The group agreed to meet at Baclaran where they rode a non-air-con mini bus via SLEX- Sta Rosa Exit en route to Tagaytay City and got off at Olivarez Plaza. After having breakfast and buying packed lunch from Chowking Tagaytay, they chartered a tricycle down to the town of Talisay and agreed to meet me at Taal Yacht Club where we pretended to be tourists on ocular visit so we can park the car for free (few minutes lang naman). Due to Tagaytay City’s immense popularity, it is often mistaken as the jump-off point to trek Taal Volcano. Talisay is really the gateway to Taal Volcano where Taal Lake touches the shore. This 4th class lakeside municipality is where you can see the lake and the volcano up close. This is also where you can find rows of resorts for all budgets and where you can hire a boat to cross the lake.
The boatman from the Yacht Club offered us 1300 pesos but the group already made an arrangement with a boatman from Leyness Resort who charged them 1500 – the standard price. It is a must to bargain when dealing with boatman because they often overcharge unsuspecting tourists and the fee can go up to 6000 pesos if you don’t haggle. After joining the group at Leyness Resort, we had a pleasant 20- minute boat ride to Barangay Look – the starting point for the trek to the crater.
Just like many famous tourists destination don’t be surprised to be touted persistently by guides offering their service as well as those who offer a donkey ride. One even followed us halfway through the trek hoping anyone would get tired and finally give in and take the donkey. It would be nice to help our fellow kababayan but renting a horse for 350 pesos and a guide for 500 pesos for a 45 minute hike just isn’t worth it – besides we were also on tight budget.
The trail wasn’t really steep and it was easy to follow as opposed to what the guides had been telling us at the beginning of the trek (walang ligaw). It was heavily eroded however because the donkeys use the same trail. You will also be greeted by the obnoxious scent of the donkeys’ dung at the start of your trek but you will probably get use to it especially when you reach the open air area of sparse vegetation. Sunblock, wide-brimmed hat and lots of water are very essential – Janet and I even brought umbrellas. Ten minutes before the summit you will meet kids selling ice-cold soft drinks in a small shed for 30 pesos each. If you think it is expensive wait till you reach the top and it sells for 50 pesos each! Upon reaching the summit of the main crater, you will see two wooden view decks and stalls of souvenir shirts and buko juice for sale.

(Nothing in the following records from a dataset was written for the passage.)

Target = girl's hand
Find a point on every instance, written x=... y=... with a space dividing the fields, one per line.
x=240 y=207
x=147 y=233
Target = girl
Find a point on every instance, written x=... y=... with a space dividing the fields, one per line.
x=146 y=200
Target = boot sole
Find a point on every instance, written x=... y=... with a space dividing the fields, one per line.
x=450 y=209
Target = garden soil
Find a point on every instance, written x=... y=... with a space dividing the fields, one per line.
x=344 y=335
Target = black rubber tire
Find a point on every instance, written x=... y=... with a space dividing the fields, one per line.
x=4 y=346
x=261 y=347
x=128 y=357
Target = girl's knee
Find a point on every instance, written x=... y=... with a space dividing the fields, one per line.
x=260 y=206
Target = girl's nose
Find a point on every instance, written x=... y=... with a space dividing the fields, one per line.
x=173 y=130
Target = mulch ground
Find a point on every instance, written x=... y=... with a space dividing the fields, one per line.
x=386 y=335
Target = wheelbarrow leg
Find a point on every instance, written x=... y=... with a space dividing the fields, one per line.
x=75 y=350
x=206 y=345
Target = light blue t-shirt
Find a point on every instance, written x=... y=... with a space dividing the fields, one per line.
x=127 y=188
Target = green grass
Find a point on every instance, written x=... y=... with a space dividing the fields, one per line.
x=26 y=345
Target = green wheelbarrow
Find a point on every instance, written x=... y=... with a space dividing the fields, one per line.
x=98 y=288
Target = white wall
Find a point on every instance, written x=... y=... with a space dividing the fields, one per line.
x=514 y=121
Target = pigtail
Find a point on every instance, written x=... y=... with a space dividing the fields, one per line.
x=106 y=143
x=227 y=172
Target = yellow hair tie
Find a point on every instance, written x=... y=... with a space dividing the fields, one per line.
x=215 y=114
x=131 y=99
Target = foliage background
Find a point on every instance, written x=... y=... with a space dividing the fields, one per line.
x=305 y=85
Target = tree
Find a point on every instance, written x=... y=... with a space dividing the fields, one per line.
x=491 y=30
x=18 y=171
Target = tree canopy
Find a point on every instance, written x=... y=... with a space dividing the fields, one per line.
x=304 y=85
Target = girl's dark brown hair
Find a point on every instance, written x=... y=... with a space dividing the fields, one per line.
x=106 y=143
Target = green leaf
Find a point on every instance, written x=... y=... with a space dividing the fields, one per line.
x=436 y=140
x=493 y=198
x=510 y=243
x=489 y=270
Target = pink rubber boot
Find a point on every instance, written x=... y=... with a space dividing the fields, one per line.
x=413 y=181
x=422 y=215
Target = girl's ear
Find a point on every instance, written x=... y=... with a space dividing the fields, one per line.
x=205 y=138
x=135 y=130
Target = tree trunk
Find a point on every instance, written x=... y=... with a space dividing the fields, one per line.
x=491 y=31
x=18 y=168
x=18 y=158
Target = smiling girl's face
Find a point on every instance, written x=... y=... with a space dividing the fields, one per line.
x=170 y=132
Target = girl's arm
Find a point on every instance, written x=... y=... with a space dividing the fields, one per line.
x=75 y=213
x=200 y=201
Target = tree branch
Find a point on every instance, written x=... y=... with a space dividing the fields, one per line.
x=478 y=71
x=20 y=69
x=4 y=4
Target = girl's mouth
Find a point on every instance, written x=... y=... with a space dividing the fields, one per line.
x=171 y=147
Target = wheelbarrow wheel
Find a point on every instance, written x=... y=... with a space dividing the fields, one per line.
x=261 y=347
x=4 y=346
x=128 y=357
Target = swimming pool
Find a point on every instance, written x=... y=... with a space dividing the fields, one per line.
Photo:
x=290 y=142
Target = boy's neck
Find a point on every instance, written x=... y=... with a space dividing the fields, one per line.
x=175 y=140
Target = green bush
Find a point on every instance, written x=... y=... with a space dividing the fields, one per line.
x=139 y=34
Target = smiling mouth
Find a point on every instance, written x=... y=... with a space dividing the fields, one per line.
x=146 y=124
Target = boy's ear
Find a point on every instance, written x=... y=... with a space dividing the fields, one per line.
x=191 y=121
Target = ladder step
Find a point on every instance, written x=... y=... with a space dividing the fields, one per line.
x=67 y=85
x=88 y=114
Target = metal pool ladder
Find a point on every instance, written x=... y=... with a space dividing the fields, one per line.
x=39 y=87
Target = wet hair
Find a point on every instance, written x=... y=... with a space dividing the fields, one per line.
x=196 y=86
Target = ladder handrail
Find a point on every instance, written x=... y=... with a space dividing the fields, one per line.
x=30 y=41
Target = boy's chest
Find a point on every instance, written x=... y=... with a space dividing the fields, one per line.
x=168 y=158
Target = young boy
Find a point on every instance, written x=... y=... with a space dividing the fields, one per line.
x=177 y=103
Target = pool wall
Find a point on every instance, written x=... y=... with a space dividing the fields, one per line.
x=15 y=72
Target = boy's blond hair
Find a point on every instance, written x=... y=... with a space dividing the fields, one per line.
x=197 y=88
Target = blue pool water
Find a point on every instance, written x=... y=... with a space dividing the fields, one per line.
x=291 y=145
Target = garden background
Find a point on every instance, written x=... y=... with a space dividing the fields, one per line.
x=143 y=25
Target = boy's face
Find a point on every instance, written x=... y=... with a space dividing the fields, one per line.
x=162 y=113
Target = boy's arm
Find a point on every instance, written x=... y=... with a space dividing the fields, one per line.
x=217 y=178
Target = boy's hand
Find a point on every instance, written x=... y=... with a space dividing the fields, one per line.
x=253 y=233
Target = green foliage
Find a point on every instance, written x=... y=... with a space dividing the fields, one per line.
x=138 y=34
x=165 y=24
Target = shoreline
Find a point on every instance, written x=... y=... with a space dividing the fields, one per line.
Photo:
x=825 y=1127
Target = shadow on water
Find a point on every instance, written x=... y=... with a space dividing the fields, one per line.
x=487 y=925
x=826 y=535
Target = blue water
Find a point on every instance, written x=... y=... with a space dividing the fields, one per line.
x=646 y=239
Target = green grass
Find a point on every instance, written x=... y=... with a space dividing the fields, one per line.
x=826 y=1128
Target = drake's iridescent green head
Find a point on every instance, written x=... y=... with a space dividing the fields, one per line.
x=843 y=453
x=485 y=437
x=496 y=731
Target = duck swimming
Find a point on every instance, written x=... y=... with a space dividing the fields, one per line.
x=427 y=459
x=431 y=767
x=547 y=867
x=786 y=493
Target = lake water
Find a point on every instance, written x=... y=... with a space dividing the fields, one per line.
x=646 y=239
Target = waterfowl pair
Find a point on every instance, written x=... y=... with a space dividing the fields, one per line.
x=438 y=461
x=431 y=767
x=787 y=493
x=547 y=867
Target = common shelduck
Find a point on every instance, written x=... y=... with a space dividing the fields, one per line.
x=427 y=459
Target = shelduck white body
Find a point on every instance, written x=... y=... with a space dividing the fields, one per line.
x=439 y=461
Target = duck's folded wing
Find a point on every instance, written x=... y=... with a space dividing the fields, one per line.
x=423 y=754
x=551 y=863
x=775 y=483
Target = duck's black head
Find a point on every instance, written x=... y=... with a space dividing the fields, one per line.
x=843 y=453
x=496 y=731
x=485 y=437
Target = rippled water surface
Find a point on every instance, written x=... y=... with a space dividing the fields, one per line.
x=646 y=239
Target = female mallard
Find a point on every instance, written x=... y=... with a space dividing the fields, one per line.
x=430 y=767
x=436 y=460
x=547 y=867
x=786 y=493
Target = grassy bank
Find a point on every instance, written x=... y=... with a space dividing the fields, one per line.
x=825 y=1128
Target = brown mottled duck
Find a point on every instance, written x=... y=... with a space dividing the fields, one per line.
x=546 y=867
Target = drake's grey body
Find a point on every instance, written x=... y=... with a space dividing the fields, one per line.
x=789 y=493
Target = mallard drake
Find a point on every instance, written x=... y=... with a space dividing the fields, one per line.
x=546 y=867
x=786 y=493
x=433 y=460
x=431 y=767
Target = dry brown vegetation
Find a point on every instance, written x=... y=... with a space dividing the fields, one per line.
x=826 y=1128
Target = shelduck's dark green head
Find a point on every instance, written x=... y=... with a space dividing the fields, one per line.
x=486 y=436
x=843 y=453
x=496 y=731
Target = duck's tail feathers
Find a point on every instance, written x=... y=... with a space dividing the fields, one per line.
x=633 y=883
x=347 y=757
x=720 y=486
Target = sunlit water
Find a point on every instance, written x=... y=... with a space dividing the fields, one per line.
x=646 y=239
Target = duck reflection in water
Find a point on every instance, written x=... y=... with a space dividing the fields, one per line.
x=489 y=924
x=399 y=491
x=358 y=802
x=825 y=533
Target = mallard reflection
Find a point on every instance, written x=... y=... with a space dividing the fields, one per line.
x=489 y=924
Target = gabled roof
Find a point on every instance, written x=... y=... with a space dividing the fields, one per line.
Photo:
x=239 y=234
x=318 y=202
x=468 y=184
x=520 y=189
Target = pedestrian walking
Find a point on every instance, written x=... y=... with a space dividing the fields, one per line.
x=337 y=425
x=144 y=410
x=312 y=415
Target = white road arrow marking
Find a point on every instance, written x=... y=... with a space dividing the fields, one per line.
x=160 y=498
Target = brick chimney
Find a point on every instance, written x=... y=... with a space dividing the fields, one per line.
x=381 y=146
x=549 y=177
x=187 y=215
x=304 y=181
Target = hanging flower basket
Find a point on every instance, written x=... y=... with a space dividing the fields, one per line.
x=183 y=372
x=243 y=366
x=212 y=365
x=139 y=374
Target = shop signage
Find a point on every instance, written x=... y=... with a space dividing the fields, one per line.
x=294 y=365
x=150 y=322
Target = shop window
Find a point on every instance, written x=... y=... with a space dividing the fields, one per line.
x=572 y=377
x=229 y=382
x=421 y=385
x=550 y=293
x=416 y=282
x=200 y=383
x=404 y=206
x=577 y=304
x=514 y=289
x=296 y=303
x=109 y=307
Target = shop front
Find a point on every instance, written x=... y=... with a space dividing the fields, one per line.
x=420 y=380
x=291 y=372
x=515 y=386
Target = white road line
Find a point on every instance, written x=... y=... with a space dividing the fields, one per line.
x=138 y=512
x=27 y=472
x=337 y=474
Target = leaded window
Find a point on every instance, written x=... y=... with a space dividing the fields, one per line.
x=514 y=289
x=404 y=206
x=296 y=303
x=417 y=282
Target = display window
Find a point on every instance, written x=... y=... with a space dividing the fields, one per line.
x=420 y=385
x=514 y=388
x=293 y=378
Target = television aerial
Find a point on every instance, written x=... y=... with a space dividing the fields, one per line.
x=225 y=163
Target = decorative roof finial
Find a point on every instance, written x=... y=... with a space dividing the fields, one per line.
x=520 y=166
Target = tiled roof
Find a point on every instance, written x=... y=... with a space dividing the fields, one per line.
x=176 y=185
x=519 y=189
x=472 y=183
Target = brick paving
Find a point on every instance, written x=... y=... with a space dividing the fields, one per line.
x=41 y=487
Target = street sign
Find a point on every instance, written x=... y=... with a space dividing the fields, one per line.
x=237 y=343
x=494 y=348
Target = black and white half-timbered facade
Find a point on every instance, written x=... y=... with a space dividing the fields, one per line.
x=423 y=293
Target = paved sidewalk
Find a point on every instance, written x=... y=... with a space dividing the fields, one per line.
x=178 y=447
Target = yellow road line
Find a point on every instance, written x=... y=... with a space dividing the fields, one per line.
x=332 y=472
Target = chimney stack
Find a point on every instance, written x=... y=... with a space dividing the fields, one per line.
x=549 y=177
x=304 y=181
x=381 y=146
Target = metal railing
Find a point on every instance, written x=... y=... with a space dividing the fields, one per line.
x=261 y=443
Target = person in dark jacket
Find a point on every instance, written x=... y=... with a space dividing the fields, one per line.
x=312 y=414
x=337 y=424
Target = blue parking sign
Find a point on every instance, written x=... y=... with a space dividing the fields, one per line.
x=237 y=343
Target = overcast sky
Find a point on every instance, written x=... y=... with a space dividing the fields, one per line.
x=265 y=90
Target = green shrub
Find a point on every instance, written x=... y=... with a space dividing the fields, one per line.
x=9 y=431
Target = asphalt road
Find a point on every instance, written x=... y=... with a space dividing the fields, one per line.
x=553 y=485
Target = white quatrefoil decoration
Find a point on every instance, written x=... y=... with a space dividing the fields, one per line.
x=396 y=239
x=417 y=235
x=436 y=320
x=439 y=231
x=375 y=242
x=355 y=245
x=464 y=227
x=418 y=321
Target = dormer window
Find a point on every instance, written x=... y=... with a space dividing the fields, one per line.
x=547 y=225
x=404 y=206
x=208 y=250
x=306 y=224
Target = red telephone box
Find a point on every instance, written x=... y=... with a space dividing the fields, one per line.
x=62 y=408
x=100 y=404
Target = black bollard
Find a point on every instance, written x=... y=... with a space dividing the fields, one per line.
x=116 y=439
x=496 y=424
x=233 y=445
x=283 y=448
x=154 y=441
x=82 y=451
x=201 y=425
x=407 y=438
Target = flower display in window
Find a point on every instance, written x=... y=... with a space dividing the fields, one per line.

If Mt. Pinatubo’s crater lake glistens with aquamarine water, Taal’s crater lake sparkles with emerald water. The view was even more breathtaking than the usual vista you see from Picnic Grove or while driving along the escarpment at Tagaytay City.
Taal Volcano used to be just a mystery to be marveled at from a safe distance, but taking a step further to satisfy our urge for discovery rewarded us with magnificent views of this remarkable work of nature. I highly recommend it!
How to get to Taal Volcano
There are three main roads that link Tagaytay City to the lake and the volcano. One is Diokno Highway near the border to Nasugbu, Batangas; the other is just behind the Tagaytay Rotunda (but this is a very steep road); and the most preferred way is the Ligaya Drive near the Tagaytay-Sta. Rosa road, which leads to the town of Talisay, Batangas.
By car – less than 2 hours drive from Manila you can hire an FX or a van for an all day trip for about 2,500 plus gas and tolls) if you’re a good haggler. By renting a private car, you may also ask the driver to take you to other attractions around Tagaytay.
Breakdown of Expenses
Boat rental- 1500 (roundtrip maximum of 6 persons)
Boat parking fee – 10 (the boat parks at Barangay Look)
Registration fee – 10
Guide – 500 (optional – no need)
Horse ride – 200- 350 (optional – haggle hard if you must)
Tricycle from Olivarez to Talisay – 200 – 250 (per trip maximum of 3 persons)
Packed lunch – 100 (up to you already)
Fare – 100 or less (Manila to Tagaytay City- it depends on where you are coming from and mode of transport you are taking)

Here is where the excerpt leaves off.